Tuesday, June 06, 2006

Super-Zero

This morning I was rushing to catch the ferry to work. I had thrown on a black top with a flowy black skirt. Everyone was on except for me and another guy running behind me.

A brisk jolt of wind came along and converted my skirt into a belt. I don't know what the guy behind me did, but he didn't continue to run, or he would have passed me. And, I don't know what all the people on the ferry thought, as I never looked up.
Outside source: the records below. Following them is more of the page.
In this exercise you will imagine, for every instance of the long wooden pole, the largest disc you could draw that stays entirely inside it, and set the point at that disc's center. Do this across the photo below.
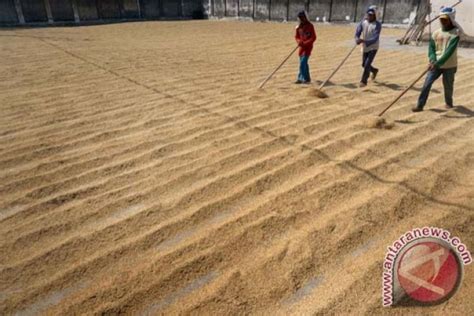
(404, 91)
(337, 68)
(276, 69)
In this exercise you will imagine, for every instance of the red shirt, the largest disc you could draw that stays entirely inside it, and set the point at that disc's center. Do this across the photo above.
(306, 35)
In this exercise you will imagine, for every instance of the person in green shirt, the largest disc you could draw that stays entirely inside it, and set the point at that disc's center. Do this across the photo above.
(442, 54)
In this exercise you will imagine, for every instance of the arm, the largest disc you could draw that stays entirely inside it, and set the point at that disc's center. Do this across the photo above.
(358, 31)
(312, 39)
(432, 51)
(453, 44)
(376, 35)
(297, 37)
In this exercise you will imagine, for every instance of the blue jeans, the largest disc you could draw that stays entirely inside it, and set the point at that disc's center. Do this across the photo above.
(448, 83)
(304, 69)
(367, 60)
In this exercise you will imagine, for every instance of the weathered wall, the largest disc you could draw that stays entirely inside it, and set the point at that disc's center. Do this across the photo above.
(279, 10)
(262, 9)
(8, 12)
(319, 10)
(363, 5)
(219, 8)
(87, 10)
(190, 7)
(129, 9)
(34, 11)
(400, 11)
(232, 7)
(171, 8)
(246, 8)
(464, 14)
(295, 7)
(108, 9)
(343, 11)
(61, 10)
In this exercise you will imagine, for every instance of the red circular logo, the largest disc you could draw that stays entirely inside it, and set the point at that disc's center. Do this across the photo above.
(429, 272)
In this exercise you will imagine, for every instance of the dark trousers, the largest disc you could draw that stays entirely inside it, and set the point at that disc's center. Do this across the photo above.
(367, 60)
(448, 84)
(304, 75)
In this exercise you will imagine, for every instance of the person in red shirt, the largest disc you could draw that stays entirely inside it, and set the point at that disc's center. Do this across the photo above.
(305, 37)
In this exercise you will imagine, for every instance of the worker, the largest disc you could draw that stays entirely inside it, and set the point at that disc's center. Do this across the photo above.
(305, 37)
(442, 53)
(368, 34)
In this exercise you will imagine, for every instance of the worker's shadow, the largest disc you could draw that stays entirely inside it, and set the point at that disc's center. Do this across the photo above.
(462, 110)
(397, 87)
(330, 83)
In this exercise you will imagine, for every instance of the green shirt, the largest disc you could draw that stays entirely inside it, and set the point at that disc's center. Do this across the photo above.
(443, 48)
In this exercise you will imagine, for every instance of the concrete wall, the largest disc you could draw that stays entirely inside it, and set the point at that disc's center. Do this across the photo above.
(8, 12)
(400, 11)
(61, 10)
(219, 8)
(246, 8)
(34, 11)
(87, 10)
(44, 11)
(108, 9)
(279, 10)
(295, 7)
(232, 7)
(171, 8)
(363, 5)
(129, 9)
(464, 14)
(320, 10)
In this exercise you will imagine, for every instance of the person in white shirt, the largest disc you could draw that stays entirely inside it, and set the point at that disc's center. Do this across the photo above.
(368, 35)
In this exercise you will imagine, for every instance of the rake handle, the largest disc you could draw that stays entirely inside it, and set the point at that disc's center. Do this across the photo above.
(277, 68)
(437, 17)
(404, 91)
(337, 68)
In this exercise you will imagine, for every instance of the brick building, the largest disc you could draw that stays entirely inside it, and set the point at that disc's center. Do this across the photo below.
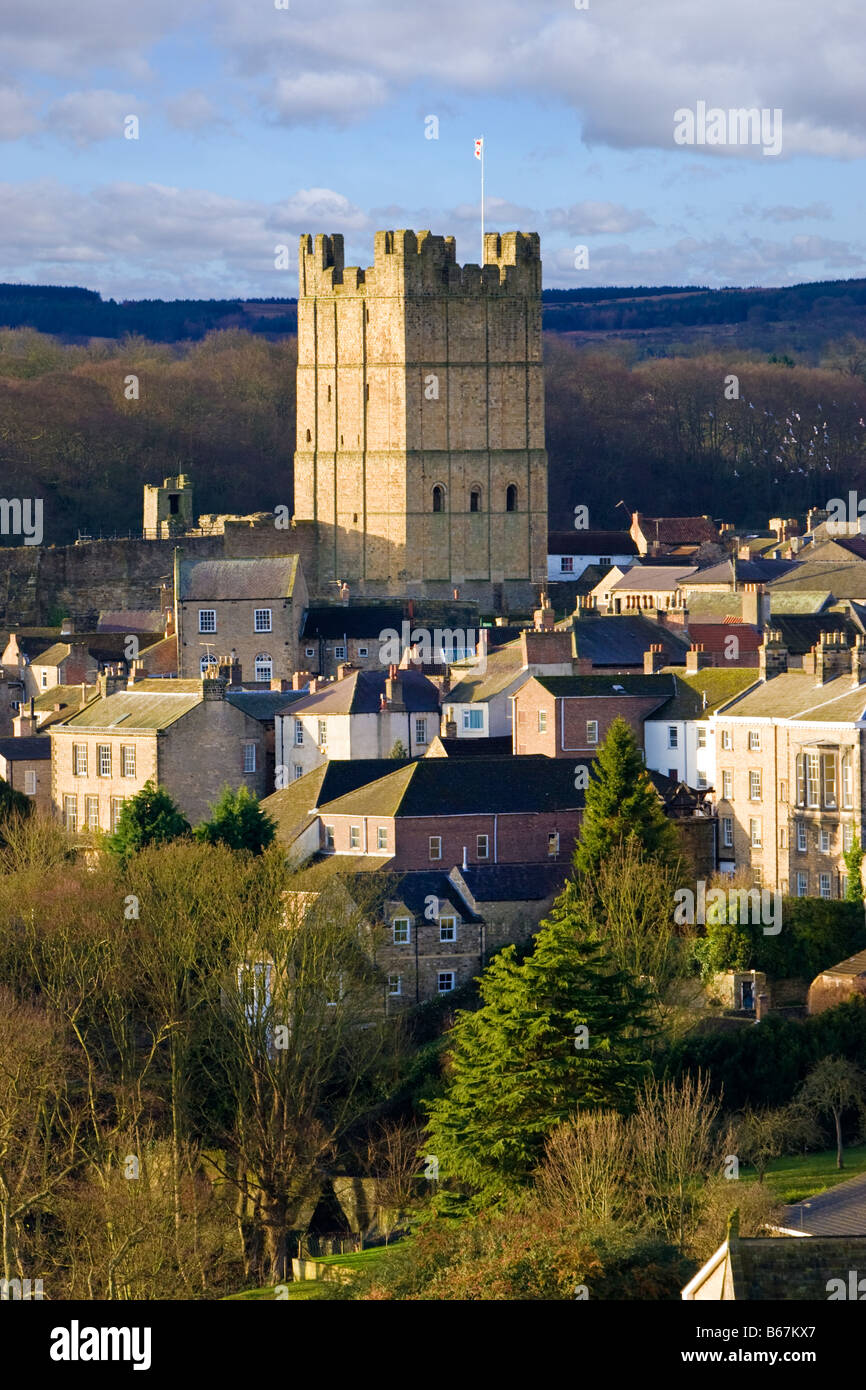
(185, 736)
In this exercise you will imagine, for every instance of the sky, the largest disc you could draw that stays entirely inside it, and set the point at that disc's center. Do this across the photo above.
(263, 120)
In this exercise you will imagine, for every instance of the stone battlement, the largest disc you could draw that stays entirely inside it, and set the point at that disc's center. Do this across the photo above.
(419, 263)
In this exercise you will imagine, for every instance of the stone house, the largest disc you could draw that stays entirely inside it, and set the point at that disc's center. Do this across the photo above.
(185, 736)
(790, 769)
(250, 608)
(360, 715)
I just stood there frozen, battling my skirt down until the wind stopped, all the time while thinking, "OH NO, my underpants!"

Yes, the underpants I had chosen for this glorious, sunny day were unfortunately red and blue superhero underwear...but I wasn't feeling so super.

Thursday, June 01, 2006

B-Tox

I’m detoxing this week. I try to do it twice a year. It’s that weird time of the year when my brain battles my body. My mind thinks things like, “I feel great. These strawberries are so good for me. Hmmmm, more broccoli.”
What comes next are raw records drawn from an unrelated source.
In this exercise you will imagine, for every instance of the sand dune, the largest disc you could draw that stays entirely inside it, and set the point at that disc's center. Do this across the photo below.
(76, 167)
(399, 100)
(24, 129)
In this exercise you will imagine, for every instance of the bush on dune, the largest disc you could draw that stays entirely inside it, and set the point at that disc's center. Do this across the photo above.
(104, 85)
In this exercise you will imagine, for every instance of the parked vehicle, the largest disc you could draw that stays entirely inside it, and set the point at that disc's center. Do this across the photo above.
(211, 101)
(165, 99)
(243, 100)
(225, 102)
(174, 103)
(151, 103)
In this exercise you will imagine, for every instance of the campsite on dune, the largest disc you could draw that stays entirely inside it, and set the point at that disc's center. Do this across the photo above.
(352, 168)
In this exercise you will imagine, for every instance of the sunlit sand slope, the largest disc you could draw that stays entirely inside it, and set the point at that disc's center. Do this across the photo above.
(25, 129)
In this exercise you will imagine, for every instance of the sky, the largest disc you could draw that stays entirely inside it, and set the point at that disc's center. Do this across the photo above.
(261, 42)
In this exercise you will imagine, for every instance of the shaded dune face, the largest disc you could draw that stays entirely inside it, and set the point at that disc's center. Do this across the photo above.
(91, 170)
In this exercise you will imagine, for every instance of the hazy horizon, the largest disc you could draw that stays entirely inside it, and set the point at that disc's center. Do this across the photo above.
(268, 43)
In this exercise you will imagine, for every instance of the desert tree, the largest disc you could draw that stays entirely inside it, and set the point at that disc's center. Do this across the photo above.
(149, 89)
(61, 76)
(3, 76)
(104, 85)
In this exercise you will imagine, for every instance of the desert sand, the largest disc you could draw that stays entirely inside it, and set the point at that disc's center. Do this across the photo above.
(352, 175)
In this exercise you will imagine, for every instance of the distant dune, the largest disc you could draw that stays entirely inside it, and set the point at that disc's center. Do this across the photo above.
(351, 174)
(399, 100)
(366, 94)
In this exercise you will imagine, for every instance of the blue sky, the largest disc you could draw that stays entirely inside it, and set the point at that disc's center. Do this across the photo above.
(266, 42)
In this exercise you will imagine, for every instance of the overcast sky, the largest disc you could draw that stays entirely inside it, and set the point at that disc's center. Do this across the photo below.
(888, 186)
That’s what my brain thinks. But my belly has other interjections throughout the day. Things like, “Where’d he get that chocolate covered donut?"

But if I had gotten the donut to appease my stomach, my brain would have staged a revolt, “You said you weren’t going to do that. Eleven days. The diet is only 11 days! You know what, I’m too mad to talk, I’m just going to go to sleep!”

And when my brain wants to go to sleep, I’m really in a pickle. When I’m sitting at a desk with my eyes half open trying to write, and look down to realize I can’t read what I’ve written. An arm or leg can go to sleep and you can still get work done, but when you’re brain heads off to sleepyland, you can forget it.